I don’t completely agree. My degree is in computer science and during a 37 year career i wrote exactly zero compilers or operating systems. But that wasn’t the worth of college. A good part of the worth is in teaching you - forcing you - to think.

37 years ago we could not give grade school kids tablets more powerful than the IBM 3033 mainframe that cost $3,000,000 in 1980.

37 years ago there were not 67,000 free public domain works in Project Gutenberg. PG only had 2000 works by 2001.
 
37 years ago we could not give grade school kids tablets more powerful than the IBM 3033 mainframe that cost $3,000,000 in 1980.
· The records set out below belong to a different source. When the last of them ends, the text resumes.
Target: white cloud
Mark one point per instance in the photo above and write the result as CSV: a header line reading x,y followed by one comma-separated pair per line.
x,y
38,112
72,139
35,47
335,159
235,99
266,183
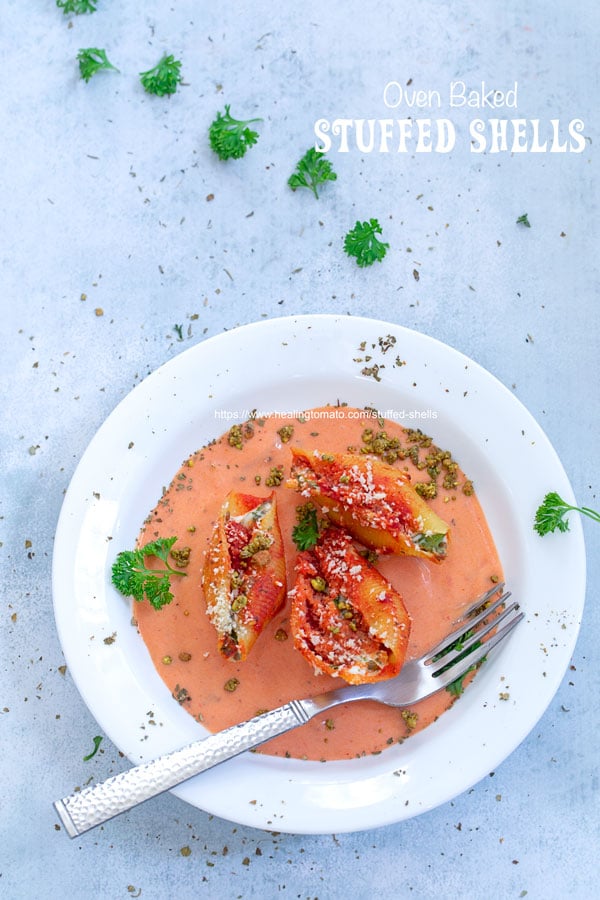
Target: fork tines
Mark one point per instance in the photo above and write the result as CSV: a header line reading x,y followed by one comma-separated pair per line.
x,y
478,632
37 years ago there were not 67,000 free public domain works in Project Gutenberg. PG only had 2000 works by 2001.
Absolutely correct and technology puts a vast amount of knowledge at your fingertips but that’s only part of the equation. Correlating information in a coherent picture and drawing inferences from it is something machines really can’t teach you to do.
 
An 8th grade education doesn’t prepare anyone for anything. HS isn’t a whole lot better. And I’m not saying college is for everyone. It isn’t. Education IS for everyone - even if your education consists entirely of reading.
Actually there are plenty of jobs in which all one needs is basic reading/writing/arithmetic skills and a few days or weeks training in order to do. There's many people here who argue that we need many of the people who are showing up at the border to come here to work. Most of those people at best have 8th grade education, no marketable skills and don't even speak English. I do agree that HS does not provide any practical skills or knowledge unless it's a Vo-tech.
 
Correlating information in a coherent picture and drawing inferences from it is something machines really can’t teach you to do.

That is what

The Tyranny of Words by Stuart Chase

does.

Specify some books that provide a coherent picture. It is not like the nuns I had to put up with in grade school did that.

Daemon & Freedom by Daniel Suarez

Since The Tyranny of Words was published in 1938 it provides no perspective on a cybernetic society. Daemon is much more up to date.
 
That is what

The Tyranny of Words by Stuart Chase

does.

Specify some books that provide a coherent picture. It is not like the nuns I had to put up with in grade school did that.

Daemon & Freedom by Daniel Suarez

Since The Tyranny of Words was published in 1938 it provides no perspective on a cybernetic society. Daemon is much more up to date.
I might be misunderstanding you (and I haven’t read either book but I will) but my point isn’t that you take the information, analyze it yourself and come to come conclusion - not that you adopt someone else’s conclusion.
 
I might be misunderstanding you (and I haven’t read either book but I will) but my point isn’t that you take the information, analyze it yourself and come to come conclusion - not that you adopt someone else’s conclusion.

We live in a world of bullshit. The majority of books are mediocre to crap. You take your chances and make your judgement.